As with any artist, you can trace much of Virtaperko’s work back to a handful of personal experiences and principles. Did the ‘thousands of hours of Baroque and Classical music’ he heard pre-teens shape the spinning intricacies and symmetries of GACH (2005)? Probably. Did the tearaway brilliance of his teenage hero Zappa influence the digging grooves and psychedelic irreverence of his Concerto for Knifonium and Orchestra (Ambrosian Delights, 2013)? Surely. Did his membership of the popular Finnish rock band Ultra Bra prompt him to get his own Ensemble Ambrosius jamming through the borderless tracks of their album Metrix on Baroque instruments?
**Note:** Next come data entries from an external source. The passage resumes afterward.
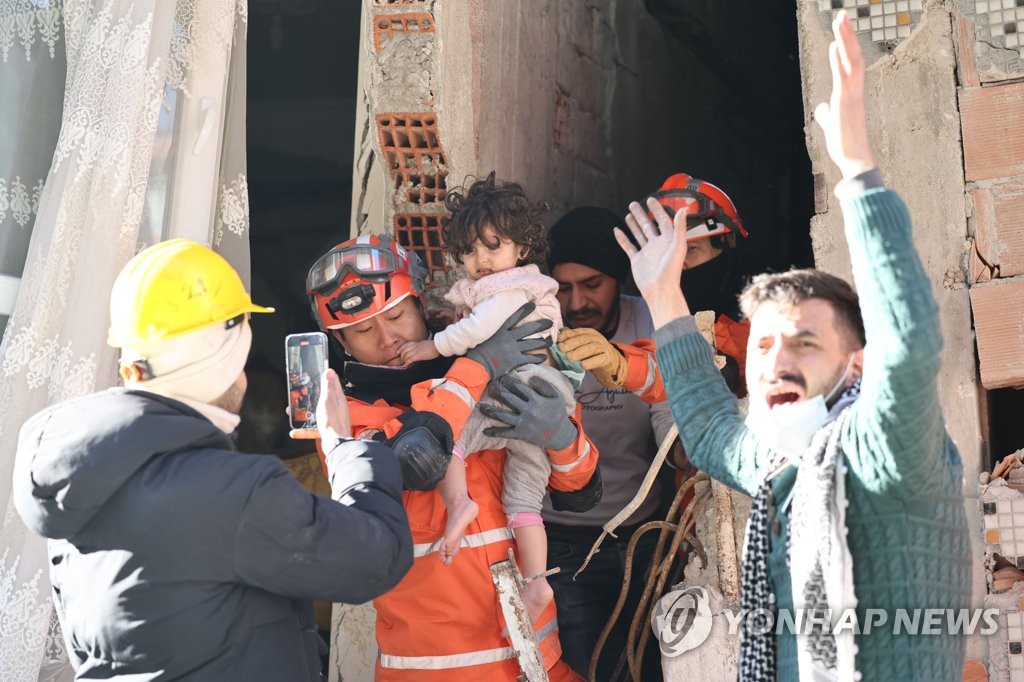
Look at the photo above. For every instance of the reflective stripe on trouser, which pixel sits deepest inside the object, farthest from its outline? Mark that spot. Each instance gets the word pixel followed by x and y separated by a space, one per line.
pixel 461 659
pixel 474 540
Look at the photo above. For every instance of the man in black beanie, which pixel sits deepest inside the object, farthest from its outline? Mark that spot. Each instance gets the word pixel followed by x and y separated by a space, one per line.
pixel 604 329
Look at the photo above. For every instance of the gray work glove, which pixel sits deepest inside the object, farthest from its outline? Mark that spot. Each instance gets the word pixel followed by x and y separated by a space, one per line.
pixel 536 414
pixel 509 347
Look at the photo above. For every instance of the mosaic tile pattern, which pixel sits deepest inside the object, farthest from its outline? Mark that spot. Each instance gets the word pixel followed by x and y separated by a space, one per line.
pixel 1005 528
pixel 883 20
pixel 1005 19
pixel 1015 645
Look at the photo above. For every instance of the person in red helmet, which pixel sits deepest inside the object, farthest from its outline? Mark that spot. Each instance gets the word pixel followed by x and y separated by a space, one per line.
pixel 441 622
pixel 713 275
pixel 713 278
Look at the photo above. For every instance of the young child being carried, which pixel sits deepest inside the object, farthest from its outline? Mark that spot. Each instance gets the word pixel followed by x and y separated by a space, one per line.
pixel 495 231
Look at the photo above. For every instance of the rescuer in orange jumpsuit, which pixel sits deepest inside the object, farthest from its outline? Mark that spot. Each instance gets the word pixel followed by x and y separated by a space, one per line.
pixel 442 622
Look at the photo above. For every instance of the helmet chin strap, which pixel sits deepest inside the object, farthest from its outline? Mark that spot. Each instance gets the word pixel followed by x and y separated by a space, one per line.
pixel 840 384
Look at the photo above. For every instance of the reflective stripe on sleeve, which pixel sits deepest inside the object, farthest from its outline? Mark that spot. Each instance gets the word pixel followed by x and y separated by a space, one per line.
pixel 458 389
pixel 651 375
pixel 562 468
pixel 475 540
pixel 461 659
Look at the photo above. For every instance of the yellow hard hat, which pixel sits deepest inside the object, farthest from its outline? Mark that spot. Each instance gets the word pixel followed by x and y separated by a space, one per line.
pixel 174 288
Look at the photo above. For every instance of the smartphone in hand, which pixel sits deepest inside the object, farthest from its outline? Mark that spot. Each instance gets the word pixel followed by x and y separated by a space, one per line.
pixel 305 357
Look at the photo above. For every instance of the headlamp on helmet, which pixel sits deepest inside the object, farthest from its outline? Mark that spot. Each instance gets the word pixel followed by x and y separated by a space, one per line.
pixel 360 279
pixel 710 212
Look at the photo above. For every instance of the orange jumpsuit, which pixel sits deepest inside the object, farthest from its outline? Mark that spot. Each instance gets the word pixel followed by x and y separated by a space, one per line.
pixel 443 623
pixel 643 377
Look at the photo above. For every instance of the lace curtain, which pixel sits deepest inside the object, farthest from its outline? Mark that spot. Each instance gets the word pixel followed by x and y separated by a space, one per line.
pixel 153 97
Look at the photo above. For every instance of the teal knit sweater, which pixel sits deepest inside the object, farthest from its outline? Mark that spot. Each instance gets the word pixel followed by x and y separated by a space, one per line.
pixel 907 527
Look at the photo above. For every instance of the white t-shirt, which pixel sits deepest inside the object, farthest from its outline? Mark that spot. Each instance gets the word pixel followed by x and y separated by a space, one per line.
pixel 626 430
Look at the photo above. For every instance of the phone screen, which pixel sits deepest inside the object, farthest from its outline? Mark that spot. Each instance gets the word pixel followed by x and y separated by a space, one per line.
pixel 305 357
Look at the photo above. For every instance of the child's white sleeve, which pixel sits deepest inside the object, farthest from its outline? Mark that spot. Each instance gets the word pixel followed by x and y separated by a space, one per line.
pixel 480 324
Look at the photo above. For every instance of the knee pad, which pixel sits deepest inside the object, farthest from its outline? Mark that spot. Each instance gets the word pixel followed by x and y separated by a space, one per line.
pixel 424 449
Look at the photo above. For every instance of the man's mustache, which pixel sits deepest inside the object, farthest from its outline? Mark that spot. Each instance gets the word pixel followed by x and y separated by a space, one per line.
pixel 584 312
pixel 791 379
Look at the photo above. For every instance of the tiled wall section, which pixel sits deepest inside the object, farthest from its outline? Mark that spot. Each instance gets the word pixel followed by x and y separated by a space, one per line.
pixel 1005 528
pixel 1005 19
pixel 884 20
pixel 1015 646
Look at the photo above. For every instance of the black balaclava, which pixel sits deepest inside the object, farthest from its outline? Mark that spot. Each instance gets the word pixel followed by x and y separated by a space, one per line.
pixel 584 236
pixel 715 286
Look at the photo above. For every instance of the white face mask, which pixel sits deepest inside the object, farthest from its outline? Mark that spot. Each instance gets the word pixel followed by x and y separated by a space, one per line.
pixel 788 428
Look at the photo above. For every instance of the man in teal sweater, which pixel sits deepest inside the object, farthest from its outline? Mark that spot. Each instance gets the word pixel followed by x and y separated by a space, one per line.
pixel 857 485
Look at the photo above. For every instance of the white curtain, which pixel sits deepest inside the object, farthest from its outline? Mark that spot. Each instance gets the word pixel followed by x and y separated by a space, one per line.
pixel 151 145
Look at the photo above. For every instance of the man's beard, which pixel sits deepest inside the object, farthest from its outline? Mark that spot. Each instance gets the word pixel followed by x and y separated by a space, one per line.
pixel 608 324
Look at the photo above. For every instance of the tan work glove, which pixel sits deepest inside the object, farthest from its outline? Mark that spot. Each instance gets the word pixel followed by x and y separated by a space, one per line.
pixel 595 353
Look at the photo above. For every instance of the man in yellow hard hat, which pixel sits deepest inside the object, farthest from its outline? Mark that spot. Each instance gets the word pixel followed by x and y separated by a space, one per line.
pixel 172 555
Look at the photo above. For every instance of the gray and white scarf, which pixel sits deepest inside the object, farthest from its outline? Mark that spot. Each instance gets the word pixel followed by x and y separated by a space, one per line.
pixel 820 564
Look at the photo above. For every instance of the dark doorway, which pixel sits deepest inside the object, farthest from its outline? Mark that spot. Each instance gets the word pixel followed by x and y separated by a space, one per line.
pixel 719 97
pixel 302 86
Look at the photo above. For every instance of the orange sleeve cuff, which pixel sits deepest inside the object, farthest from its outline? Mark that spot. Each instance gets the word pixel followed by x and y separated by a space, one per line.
pixel 641 365
pixel 572 467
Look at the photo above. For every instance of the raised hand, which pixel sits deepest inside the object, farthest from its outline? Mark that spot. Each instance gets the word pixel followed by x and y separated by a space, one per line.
pixel 657 263
pixel 842 119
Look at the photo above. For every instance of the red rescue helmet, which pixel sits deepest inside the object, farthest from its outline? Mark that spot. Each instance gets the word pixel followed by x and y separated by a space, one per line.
pixel 710 211
pixel 360 279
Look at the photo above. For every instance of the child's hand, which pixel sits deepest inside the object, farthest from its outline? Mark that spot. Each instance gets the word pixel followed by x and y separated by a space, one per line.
pixel 415 351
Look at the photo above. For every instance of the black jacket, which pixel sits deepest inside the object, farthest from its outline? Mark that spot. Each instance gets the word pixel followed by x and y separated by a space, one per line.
pixel 173 557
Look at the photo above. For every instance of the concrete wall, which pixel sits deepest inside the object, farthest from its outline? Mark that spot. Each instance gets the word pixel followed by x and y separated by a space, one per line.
pixel 914 124
pixel 597 101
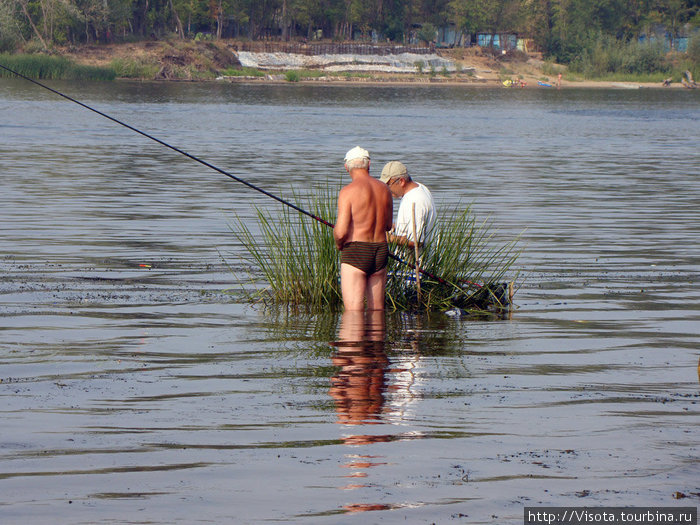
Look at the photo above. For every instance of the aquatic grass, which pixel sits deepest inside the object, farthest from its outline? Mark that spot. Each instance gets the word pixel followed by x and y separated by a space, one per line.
pixel 296 254
pixel 297 259
pixel 46 67
pixel 464 267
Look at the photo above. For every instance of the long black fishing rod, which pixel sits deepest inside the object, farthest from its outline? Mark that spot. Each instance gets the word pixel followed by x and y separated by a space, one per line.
pixel 178 150
pixel 211 166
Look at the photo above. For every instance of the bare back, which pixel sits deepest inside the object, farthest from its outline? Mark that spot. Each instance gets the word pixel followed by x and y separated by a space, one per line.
pixel 365 209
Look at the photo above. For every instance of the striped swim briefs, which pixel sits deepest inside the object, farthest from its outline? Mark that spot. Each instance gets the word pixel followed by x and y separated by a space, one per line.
pixel 370 257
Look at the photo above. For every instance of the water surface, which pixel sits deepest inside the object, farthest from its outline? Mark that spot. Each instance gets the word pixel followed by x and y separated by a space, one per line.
pixel 137 387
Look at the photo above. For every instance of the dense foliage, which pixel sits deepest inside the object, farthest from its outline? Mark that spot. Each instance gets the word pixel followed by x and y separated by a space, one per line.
pixel 562 28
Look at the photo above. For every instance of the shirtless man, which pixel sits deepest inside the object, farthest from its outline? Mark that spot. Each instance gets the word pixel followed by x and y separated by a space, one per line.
pixel 364 216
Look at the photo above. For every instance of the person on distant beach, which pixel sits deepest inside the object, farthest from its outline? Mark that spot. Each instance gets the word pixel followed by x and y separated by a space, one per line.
pixel 364 216
pixel 412 194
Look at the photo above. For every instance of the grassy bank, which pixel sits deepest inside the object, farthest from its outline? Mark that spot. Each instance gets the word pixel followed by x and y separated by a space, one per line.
pixel 295 262
pixel 46 67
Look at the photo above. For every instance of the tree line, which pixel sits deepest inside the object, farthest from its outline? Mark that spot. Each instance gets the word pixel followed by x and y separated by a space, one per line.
pixel 560 28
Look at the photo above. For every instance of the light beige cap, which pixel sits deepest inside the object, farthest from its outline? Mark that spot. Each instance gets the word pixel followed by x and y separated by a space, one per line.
pixel 356 153
pixel 393 169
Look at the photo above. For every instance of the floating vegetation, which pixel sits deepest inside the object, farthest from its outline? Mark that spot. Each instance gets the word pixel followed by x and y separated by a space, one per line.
pixel 295 256
pixel 53 68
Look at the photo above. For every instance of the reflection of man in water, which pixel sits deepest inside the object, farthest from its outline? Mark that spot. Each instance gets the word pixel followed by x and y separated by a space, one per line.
pixel 358 387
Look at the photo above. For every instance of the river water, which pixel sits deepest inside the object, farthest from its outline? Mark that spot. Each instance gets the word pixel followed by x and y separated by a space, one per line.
pixel 137 387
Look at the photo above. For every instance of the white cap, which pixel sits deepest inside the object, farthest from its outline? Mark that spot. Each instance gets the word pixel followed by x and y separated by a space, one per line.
pixel 356 153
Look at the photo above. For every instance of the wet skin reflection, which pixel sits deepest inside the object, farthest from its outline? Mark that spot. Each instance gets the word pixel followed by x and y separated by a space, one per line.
pixel 358 391
pixel 358 386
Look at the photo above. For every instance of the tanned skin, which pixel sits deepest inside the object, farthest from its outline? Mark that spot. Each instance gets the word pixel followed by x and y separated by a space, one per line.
pixel 365 209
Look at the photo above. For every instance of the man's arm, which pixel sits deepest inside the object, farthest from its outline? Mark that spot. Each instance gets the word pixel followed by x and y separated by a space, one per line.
pixel 342 223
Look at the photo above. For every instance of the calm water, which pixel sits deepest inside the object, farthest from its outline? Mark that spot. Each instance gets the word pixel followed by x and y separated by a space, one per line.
pixel 136 388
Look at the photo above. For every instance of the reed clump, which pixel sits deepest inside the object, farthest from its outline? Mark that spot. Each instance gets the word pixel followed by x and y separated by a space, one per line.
pixel 296 262
pixel 46 67
pixel 296 254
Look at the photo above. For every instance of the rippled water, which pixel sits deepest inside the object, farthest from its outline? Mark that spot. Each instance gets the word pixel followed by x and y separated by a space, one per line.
pixel 137 388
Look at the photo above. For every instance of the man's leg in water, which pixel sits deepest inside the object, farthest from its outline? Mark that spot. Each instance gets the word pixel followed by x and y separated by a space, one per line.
pixel 376 290
pixel 353 283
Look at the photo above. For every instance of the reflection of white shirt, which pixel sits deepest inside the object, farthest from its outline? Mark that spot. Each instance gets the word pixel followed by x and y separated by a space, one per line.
pixel 425 214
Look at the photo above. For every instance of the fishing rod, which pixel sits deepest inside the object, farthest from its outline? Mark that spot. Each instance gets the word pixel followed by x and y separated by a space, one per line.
pixel 213 167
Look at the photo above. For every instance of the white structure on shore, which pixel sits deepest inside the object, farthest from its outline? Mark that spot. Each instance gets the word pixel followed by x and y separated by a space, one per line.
pixel 400 63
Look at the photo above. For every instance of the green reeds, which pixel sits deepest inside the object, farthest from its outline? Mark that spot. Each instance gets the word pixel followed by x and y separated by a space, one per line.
pixel 298 260
pixel 463 267
pixel 296 254
pixel 45 67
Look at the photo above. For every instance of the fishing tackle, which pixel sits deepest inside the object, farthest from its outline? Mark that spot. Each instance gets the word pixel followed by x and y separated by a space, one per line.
pixel 216 168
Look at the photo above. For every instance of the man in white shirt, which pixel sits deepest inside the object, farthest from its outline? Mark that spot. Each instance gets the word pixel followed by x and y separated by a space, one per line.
pixel 413 195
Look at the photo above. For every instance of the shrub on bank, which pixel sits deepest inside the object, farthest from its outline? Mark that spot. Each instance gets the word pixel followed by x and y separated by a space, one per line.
pixel 45 67
pixel 608 55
Likely. Did his time presenting the alternative music documentary Välilevjä for YLE Radio free his mind from national, cultural and hierarchical dogmas? Absolutely.
You hear all this in Virtaperko’s music – never nostalgic or romantic, always direct, organised and engaging. There’s grandeur in his breakthrough orchestral work Kuru (2009), a glacial orchestral slab filled with fluttering detail and imbued with an arresting sense of direction. It was succeeded by the exquisite Usvapatsas (2017), a caught and sculpted drift of orchestral mist created for the Finnish Radio Symphony Orchestra that demonstrated new advances in his large-scale thinking. There’s seismic power and cut-glass exactitude in his Calvinon viisi sanaa (Five Words of Calvino, 2010) whose fast, deft counterpoint tells you all you need to know about its composer well-honed craft. The trademark Virtaperko groove so often lurks around corners in his works, abutting the cradling ostinatos of Marraskuu (November, 2005) which collapses into a funked-up, 21st-century La Valse full of curveball harmonies and outlandish solos, or on-hand to underline the irony of Music for Old Europe (2006), its sounds blossoming into gregarious colour from bleached, lost landscapes. More recently, Virtaperko has continued to play with the musical infrastructure of old Europe via a series of new works for early music instruments.
If you want to know why one critic described Virtaperko as the ‘Finnish Ravel’, there are answers in the meticulous explorations of tone colour that characterise so many of his smaller works – from the tiny insect-like scampering of The Devil’s Lungs (2005) to the intimate and luminous conversations of Songs of Innocence, Lust and Sorrow (2011). recently, Virtaperko has drilled deeper into the ideas of instrumental timbre and human musical personality. The concerto for baritone saxophone and orchestra, Multikolor (2014), is held in thrall the by sounds of the instrument and its capacity for charging multiphonics. A follow-up to Ambrosian Delights, the cello concerto Romer’s Gap (2016) works in tandem with an imaginative view of the instrument and Perttu Kivilaakso’s highly individual expression as a cellist. Both works feature on a 2017 recording from Ondine and the latter was nominated for Finland’s prestigious Teosto Prize the same year.
So much of Virtaperko’s music is, like Zappa’s, impossible to second-guess – neither the forced crossover of genre tourism nor the spun-out, synthetic tapestries of the post-serial Germanic/Nordic school. That’s born-out by the ensembles and organisations with whom he’s worked: from the Finnish Radio and Lahti Symphony Orchestras to the European Jazz, UMO Jazz and Metropole Orchestras. Rarely have the results of their collaborations not proved sonically charming, delicate, gentle and urgent. Stringent rhythms, direct harmonies and a penchant for cutting harpsichord and accordion sonorities ensure that Virtaperko’s music is always more acute than vague, more hard-nosed than misty-eyed. Many of his works have a rooted, physical feel born surely from the composer’s one-time dual existence as a Baroque cellist and a singer in a rock band.
Olli Virtaperko stands among a generation of composers who are determined to rediscover their sense of purpose – focused on communicative, useful work that serves local and international communities while reflecting the world we live in. To Zappa’s description of unsuspecting air molecules and musicians, Virtaperko adds his belief that a composer ‘is required to express him or herself verbally, in the contexts of many different musical styles’ and to be an active, able performer and musical leader. In his mid-forties, a self-confessed ‘middle aged man’, Virtaperko is still full of the excitement of youth and alive to musical possibilities. ‘I have expressed myself in all the ways I could ever have imagined to’, he says, ‘but there are still so many things for me to learn and explore.’ Keep listening – the results are full of delights and surprises.